When watching the band play live, the novelty of logs being played as instruments and the spectacle of their outfits soon subsides fairly quickly. They don’t perform and present themselves with the same degree of commitment, extremes or cultural appropriation of a group like, say, Goat. “People are realising when we play shows that it's like, 'Oh, you're not just the Wombles',” Austin offers. “The audience are into the songs and not just seeing the Super Furry Animals. They are seeing us and enjoying it for that alone – not worrying that we're wearing sniper suits that you can buy for £30 from an army camo shop.”

I am, however, slightly worried about how much it’s pissing it down. It seems even people who are this much at one with the forest can only handle so much rain and after we’re all close to sodden, we retreat into a nearby cafe. Any mystery surrounding the band soon evaporates when you see them all changing under the cover of a boot in a rainy car park like Sunday league footballers.

Over coffee and cake, and free from the ghillie suits, the band explain that all they are really doing beyond the image and the concept and looking for music in the sound of forests, is simply trying to do something a little different – like their heroes, Throbbing Gristle. “They got rid of drums because everyone else had drums,” Austin says. “If we write a song using just the logs then you can’t do things like chord changes so the rules are being completely altered and you have to figure out what to do.
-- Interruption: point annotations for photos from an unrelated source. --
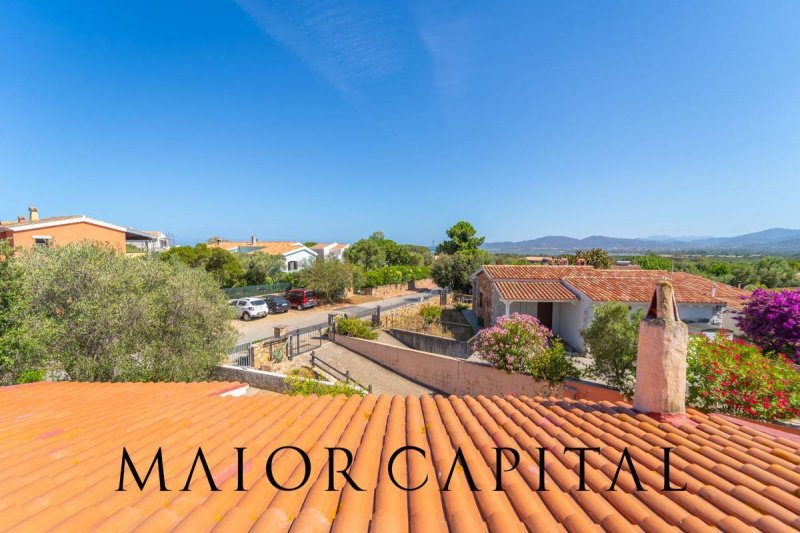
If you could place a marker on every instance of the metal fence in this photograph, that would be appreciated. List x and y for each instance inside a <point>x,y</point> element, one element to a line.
<point>302,340</point>
<point>336,373</point>
<point>256,290</point>
<point>293,344</point>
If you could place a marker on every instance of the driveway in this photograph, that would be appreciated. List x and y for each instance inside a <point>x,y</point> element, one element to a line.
<point>263,327</point>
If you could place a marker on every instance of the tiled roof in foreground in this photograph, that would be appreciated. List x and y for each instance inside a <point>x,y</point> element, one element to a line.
<point>60,456</point>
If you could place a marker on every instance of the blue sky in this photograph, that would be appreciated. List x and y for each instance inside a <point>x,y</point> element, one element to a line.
<point>325,120</point>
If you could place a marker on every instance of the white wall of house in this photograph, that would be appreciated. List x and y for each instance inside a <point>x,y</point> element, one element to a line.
<point>728,321</point>
<point>298,259</point>
<point>573,317</point>
<point>498,306</point>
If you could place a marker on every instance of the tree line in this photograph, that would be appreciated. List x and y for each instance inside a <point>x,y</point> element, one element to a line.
<point>86,312</point>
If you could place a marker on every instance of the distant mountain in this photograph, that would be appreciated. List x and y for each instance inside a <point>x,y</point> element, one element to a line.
<point>774,240</point>
<point>681,238</point>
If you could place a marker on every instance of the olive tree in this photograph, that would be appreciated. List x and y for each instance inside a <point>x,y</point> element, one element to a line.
<point>18,354</point>
<point>330,278</point>
<point>106,317</point>
<point>455,270</point>
<point>612,340</point>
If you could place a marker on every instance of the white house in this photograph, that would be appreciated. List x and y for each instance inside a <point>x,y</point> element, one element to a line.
<point>157,241</point>
<point>296,255</point>
<point>563,297</point>
<point>330,250</point>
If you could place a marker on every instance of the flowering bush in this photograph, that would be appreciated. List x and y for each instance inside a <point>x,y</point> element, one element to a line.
<point>512,342</point>
<point>735,377</point>
<point>430,313</point>
<point>553,365</point>
<point>772,320</point>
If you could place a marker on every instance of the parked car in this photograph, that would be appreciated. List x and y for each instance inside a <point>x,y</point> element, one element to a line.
<point>301,298</point>
<point>247,308</point>
<point>277,304</point>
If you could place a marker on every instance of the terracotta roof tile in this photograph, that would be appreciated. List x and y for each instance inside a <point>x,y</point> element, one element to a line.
<point>535,291</point>
<point>60,452</point>
<point>267,247</point>
<point>637,286</point>
<point>612,285</point>
<point>537,272</point>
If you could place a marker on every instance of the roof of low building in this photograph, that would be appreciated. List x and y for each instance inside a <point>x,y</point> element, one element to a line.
<point>538,272</point>
<point>267,247</point>
<point>61,449</point>
<point>619,285</point>
<point>56,221</point>
<point>535,291</point>
<point>637,286</point>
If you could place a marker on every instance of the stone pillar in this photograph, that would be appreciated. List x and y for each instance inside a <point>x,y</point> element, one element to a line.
<point>661,357</point>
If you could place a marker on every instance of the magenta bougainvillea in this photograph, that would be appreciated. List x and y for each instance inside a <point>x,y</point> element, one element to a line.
<point>732,376</point>
<point>511,343</point>
<point>771,319</point>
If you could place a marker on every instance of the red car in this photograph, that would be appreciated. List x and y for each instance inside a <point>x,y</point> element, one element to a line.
<point>301,298</point>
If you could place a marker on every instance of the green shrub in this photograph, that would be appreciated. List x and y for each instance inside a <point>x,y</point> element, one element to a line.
<point>355,327</point>
<point>391,275</point>
<point>299,386</point>
<point>31,376</point>
<point>553,365</point>
<point>612,340</point>
<point>303,372</point>
<point>737,378</point>
<point>430,313</point>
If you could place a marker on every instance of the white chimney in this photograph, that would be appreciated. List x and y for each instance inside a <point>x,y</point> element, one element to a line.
<point>661,358</point>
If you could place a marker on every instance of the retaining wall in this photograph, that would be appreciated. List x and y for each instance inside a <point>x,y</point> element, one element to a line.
<point>432,343</point>
<point>452,375</point>
<point>259,379</point>
<point>399,288</point>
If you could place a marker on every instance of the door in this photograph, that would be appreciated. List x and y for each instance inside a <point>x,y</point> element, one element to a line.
<point>545,314</point>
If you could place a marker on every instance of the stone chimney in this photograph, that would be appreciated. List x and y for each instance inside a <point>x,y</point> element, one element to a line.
<point>661,358</point>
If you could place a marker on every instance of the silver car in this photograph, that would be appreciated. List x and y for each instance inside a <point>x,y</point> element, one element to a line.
<point>247,308</point>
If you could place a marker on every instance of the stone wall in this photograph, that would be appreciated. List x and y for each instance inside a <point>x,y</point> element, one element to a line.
<point>451,375</point>
<point>399,288</point>
<point>482,298</point>
<point>432,343</point>
<point>259,379</point>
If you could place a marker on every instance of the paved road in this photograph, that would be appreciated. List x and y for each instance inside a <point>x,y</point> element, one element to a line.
<point>263,327</point>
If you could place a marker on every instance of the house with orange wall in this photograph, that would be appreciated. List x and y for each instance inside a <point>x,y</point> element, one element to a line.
<point>34,231</point>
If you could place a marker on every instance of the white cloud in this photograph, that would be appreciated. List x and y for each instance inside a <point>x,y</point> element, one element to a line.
<point>345,44</point>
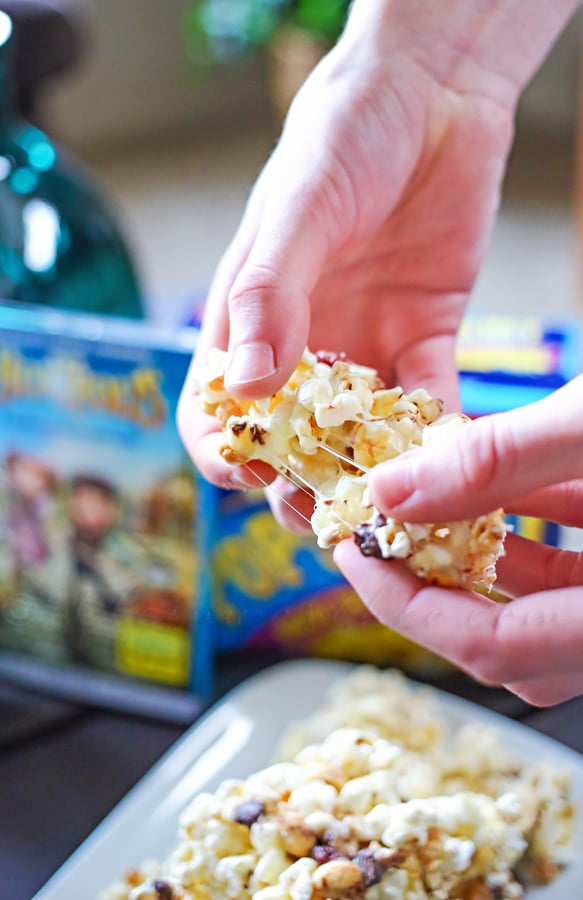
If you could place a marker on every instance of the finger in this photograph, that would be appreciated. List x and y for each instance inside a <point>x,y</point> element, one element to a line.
<point>488,463</point>
<point>537,635</point>
<point>431,364</point>
<point>548,691</point>
<point>306,218</point>
<point>528,566</point>
<point>215,325</point>
<point>560,503</point>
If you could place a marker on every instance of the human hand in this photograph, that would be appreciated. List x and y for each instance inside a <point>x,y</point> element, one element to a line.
<point>365,231</point>
<point>530,461</point>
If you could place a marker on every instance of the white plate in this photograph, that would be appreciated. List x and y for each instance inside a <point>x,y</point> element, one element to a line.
<point>237,737</point>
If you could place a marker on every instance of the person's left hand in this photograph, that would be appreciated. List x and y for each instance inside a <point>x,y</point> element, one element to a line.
<point>530,461</point>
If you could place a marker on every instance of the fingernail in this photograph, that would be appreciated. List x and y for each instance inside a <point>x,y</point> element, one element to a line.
<point>251,362</point>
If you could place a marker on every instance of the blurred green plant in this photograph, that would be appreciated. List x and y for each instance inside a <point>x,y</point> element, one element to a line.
<point>223,31</point>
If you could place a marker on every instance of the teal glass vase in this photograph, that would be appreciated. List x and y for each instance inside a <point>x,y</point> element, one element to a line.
<point>59,243</point>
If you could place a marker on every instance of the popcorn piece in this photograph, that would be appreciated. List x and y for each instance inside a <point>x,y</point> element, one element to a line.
<point>329,425</point>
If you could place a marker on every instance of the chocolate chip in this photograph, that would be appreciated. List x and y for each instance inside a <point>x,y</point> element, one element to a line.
<point>329,358</point>
<point>247,813</point>
<point>324,853</point>
<point>372,870</point>
<point>364,537</point>
<point>257,434</point>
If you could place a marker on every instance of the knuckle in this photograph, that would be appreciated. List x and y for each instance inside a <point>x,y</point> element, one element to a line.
<point>562,568</point>
<point>490,455</point>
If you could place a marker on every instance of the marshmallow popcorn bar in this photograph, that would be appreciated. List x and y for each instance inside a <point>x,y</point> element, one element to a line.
<point>327,427</point>
<point>389,805</point>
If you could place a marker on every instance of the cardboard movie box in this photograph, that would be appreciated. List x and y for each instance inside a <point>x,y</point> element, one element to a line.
<point>97,497</point>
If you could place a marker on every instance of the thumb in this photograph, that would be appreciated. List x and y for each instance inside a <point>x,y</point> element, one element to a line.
<point>487,463</point>
<point>269,302</point>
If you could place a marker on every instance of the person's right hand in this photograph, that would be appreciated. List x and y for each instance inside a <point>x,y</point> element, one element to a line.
<point>530,461</point>
<point>366,229</point>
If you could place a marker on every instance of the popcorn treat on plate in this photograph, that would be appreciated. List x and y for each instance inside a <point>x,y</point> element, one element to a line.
<point>360,817</point>
<point>327,427</point>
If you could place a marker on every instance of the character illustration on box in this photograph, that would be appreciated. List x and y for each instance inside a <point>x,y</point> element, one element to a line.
<point>31,488</point>
<point>113,573</point>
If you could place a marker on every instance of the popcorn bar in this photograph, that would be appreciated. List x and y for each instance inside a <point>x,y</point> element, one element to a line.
<point>388,805</point>
<point>328,426</point>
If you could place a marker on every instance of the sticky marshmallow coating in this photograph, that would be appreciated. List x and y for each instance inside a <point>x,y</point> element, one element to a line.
<point>357,815</point>
<point>327,427</point>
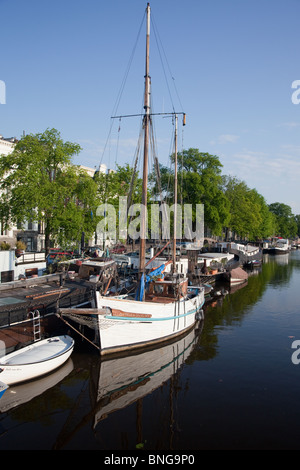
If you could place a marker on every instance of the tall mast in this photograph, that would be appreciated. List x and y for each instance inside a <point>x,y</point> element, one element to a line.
<point>146,149</point>
<point>175,199</point>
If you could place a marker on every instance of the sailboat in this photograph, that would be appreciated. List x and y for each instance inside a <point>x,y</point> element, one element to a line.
<point>163,307</point>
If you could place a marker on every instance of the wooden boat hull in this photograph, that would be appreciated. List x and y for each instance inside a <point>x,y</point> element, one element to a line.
<point>130,324</point>
<point>35,360</point>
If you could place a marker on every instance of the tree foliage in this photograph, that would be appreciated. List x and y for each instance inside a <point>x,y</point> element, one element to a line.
<point>39,183</point>
<point>199,182</point>
<point>286,223</point>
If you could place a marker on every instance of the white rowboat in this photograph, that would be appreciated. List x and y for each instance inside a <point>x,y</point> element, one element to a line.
<point>35,360</point>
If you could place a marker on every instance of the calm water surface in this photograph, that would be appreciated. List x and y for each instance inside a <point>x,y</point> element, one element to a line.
<point>230,384</point>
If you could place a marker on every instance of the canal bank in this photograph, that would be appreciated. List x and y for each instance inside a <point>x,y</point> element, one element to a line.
<point>232,385</point>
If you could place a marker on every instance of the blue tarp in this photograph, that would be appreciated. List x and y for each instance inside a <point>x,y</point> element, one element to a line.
<point>146,279</point>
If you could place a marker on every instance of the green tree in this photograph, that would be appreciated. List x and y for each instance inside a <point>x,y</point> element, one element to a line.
<point>199,182</point>
<point>286,225</point>
<point>249,213</point>
<point>38,182</point>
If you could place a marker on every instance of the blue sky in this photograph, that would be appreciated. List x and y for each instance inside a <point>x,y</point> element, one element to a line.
<point>230,67</point>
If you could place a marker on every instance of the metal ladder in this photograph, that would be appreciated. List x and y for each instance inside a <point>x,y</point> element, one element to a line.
<point>36,324</point>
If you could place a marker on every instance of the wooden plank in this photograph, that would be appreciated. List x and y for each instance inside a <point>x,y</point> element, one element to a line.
<point>120,313</point>
<point>82,311</point>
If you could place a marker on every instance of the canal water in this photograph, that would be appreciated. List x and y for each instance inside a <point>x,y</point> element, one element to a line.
<point>232,383</point>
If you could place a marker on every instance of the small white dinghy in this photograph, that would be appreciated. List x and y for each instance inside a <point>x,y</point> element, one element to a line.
<point>35,360</point>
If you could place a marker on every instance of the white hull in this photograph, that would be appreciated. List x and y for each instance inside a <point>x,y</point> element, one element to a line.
<point>35,360</point>
<point>139,375</point>
<point>144,323</point>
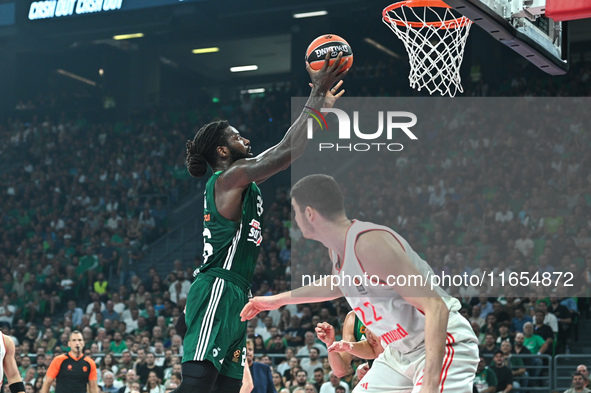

You have a new palate to work with. We like the possibilities that such limitations can offer.” That may be the first and last time you see playing logs referred to as a limitation, so drink it in. So, as the year wraps up, if you’re looking to hop off Soundcloud and into the eerie forest then you may want to check out these guys who dress like hedges, play logs and take you to dogging hotspots in the middle of the day in the pouring rain.